The Academy clearly liked Another Round, or they wouldn’t have nominated Thomas Vinterberg for director as well. It’s a beautifully made film, but also a boringly obvious morality play with a pretentious concept (an obscure philosopher says day drinking is good for you, what could go wrong?) with a quasi-ambiguous ending tagged on (day drinking destroys your life, but gee, it can also reveal the real you before it kills you). It’ll be my biggest disappointment of the year if it wins International Film as it’s supposed to. I would highly recommend its competitors, especially the aforementioned documentary Collective, and the devastating portrayal of ethnic cleansing and life in its wake, Quo Vadis, Aida? Better Days and The Man Who Sold His Skin were both intense, thinky thrillers for anyone looking for good content in that genre.
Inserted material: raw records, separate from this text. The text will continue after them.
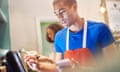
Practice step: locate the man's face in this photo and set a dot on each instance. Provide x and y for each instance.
(64, 14)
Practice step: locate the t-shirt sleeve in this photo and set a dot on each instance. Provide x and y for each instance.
(106, 36)
(56, 44)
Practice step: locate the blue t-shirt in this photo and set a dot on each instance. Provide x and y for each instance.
(98, 36)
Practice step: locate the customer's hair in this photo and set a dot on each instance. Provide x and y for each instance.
(66, 2)
(55, 27)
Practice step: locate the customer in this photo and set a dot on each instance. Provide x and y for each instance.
(52, 29)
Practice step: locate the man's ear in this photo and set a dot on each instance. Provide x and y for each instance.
(75, 7)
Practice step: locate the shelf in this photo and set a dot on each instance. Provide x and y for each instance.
(3, 18)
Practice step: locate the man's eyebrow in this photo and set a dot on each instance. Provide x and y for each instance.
(61, 10)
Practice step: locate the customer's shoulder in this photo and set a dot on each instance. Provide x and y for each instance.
(61, 32)
(97, 24)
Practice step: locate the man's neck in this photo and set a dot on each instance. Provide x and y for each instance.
(77, 26)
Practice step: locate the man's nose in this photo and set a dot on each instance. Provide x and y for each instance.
(60, 16)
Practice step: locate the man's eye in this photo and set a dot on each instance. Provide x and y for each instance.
(61, 11)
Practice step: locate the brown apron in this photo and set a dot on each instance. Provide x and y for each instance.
(82, 55)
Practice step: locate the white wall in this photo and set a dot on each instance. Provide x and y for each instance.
(24, 12)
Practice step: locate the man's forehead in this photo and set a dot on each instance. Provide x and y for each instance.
(60, 10)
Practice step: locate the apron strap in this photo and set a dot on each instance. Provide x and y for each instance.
(67, 40)
(84, 36)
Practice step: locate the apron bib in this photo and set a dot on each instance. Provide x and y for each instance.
(82, 55)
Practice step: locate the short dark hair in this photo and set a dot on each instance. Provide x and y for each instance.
(55, 27)
(66, 2)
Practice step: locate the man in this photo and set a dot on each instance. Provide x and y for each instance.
(99, 38)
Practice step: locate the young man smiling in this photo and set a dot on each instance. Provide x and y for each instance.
(99, 38)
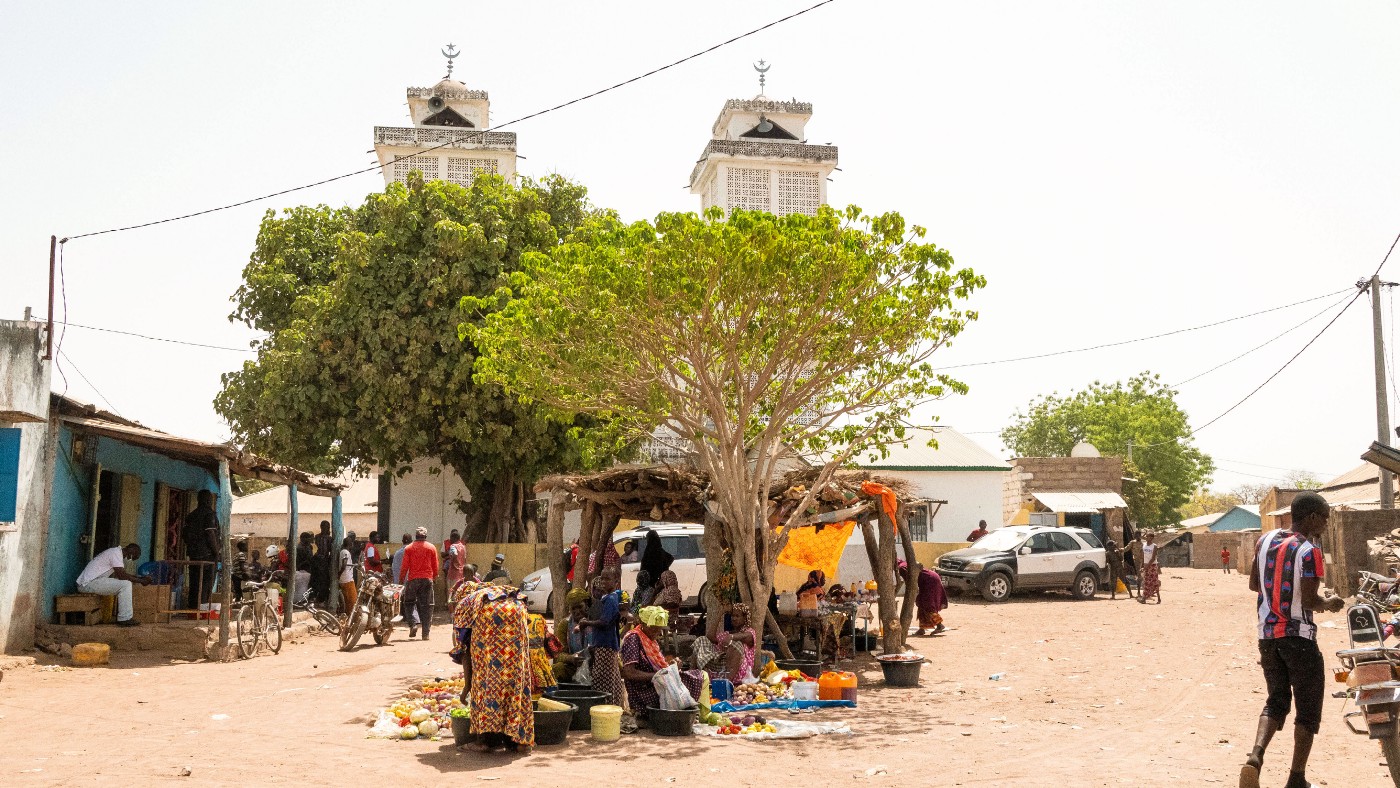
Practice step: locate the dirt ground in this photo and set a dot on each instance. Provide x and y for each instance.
(1092, 693)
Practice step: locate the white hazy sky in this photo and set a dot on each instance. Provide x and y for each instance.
(1116, 170)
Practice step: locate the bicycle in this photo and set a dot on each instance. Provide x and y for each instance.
(324, 619)
(256, 620)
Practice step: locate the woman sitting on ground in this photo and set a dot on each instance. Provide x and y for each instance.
(641, 659)
(573, 636)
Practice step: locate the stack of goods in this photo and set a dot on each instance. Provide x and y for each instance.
(426, 708)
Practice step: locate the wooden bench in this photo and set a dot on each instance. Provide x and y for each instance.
(87, 605)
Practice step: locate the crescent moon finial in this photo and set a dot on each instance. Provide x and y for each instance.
(450, 53)
(762, 67)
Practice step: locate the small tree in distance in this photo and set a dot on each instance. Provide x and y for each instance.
(748, 336)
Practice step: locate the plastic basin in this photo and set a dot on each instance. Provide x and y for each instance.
(552, 727)
(665, 722)
(583, 701)
(900, 671)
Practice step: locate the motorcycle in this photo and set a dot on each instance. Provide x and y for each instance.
(375, 609)
(1371, 672)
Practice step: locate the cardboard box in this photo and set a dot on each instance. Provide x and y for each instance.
(147, 602)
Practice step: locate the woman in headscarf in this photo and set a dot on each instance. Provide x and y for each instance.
(654, 557)
(602, 641)
(668, 594)
(930, 602)
(571, 636)
(738, 644)
(811, 592)
(641, 659)
(490, 634)
(644, 594)
(542, 650)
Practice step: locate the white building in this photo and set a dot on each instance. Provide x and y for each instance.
(758, 158)
(956, 470)
(450, 137)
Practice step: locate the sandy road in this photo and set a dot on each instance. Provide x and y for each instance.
(1094, 693)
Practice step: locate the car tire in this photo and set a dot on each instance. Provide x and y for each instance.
(1085, 585)
(997, 587)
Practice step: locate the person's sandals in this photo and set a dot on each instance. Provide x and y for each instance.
(1249, 773)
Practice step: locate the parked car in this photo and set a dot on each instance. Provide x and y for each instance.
(685, 542)
(1025, 557)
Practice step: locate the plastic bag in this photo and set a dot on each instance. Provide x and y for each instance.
(674, 694)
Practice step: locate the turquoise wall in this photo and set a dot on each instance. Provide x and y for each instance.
(69, 515)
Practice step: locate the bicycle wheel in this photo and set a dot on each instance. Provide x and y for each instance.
(272, 629)
(328, 620)
(247, 631)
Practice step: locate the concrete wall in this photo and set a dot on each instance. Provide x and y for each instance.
(1057, 475)
(1344, 543)
(970, 494)
(24, 394)
(66, 552)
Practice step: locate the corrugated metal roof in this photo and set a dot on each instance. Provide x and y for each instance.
(1088, 501)
(952, 451)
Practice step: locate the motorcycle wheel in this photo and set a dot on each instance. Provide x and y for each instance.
(354, 627)
(1390, 749)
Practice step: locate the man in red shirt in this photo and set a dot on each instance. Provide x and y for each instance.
(416, 571)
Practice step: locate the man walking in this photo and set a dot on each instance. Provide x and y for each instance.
(1287, 575)
(419, 567)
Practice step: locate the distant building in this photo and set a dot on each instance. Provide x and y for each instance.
(758, 158)
(956, 470)
(448, 139)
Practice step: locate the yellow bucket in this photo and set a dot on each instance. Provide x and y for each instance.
(91, 654)
(606, 722)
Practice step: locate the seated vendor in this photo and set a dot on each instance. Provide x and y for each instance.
(641, 659)
(573, 636)
(738, 645)
(107, 575)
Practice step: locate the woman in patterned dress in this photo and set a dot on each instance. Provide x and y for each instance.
(490, 631)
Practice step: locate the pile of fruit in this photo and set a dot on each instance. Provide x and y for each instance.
(424, 710)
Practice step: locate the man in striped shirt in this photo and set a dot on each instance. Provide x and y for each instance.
(1287, 577)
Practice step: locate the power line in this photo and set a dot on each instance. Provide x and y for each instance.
(755, 31)
(1256, 347)
(158, 338)
(1143, 338)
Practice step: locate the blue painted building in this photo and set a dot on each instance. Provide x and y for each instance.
(1239, 518)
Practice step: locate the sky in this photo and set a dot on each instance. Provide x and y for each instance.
(1115, 170)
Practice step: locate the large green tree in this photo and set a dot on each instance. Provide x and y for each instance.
(363, 361)
(746, 336)
(1140, 414)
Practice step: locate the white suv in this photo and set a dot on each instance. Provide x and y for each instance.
(685, 542)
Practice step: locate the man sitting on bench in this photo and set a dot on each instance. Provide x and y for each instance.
(107, 575)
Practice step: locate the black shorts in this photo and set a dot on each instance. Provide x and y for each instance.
(1294, 673)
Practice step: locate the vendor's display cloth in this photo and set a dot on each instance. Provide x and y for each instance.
(783, 729)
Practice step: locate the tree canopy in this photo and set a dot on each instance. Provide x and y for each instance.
(1141, 412)
(363, 361)
(746, 336)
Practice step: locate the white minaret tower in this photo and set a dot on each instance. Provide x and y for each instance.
(447, 112)
(759, 160)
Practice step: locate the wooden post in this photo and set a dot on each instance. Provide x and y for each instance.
(338, 535)
(291, 556)
(893, 641)
(555, 543)
(906, 613)
(226, 573)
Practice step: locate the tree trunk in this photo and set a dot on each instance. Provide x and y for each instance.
(555, 540)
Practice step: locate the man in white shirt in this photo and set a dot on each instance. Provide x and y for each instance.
(107, 575)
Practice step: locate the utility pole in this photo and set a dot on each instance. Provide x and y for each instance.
(1388, 486)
Finally, the shorts. I’m a fan of all the documentary shorts and recommend watching them – most of them are available online for free. I’d have a horrible time picking one if I were lucky enough to have a vote. I don’t think there’s a consensus about who will win: the old Oscar standard would be Colette, because until recently any Holocaust doc would automatically win, but if they’re going BLM it could be A Love Song For Latasha. For live action shorts, I found The Present (in which a Palestinian father brings his daughter into Israel to find an anniversary gift for his wife) totally gripping and full of dread, while time loop drama Two Distant Strangers topped my personal list by being clever, moving, and timely. I’d like to see that win, and I think it’s quite possible. Feeling Through is more cheerful alternative, which could appeal to voters as feel-good representation of a deafblind man making friends with a homeless teen, or (less likely) turn them off as inspiration porn. Both The Letter Room, which follows a prison mail censor, and White Eye, a single shot film that sets in conflict a migrant worker, a bicycle owner, and the Israeli police, bring us the complexity in a situation where the main character initially thinks he knows the weight of his moral choices, and both are worth watching. Of the animated shorts, If Anything Happens I Love You (the story of a family coping through and after an unimaginable loss) seems to have the edge; of the three I’ve seen, it has my vote.
And there it is, the 2021 Oscars at an admittedly lengthy glance. There’s so much worth talking about this year; I’m looking forward to how it all turns out (Best Actress!). Will it make me freak out to see the nominees in a room together? I guess I’ll let you know tomorrow!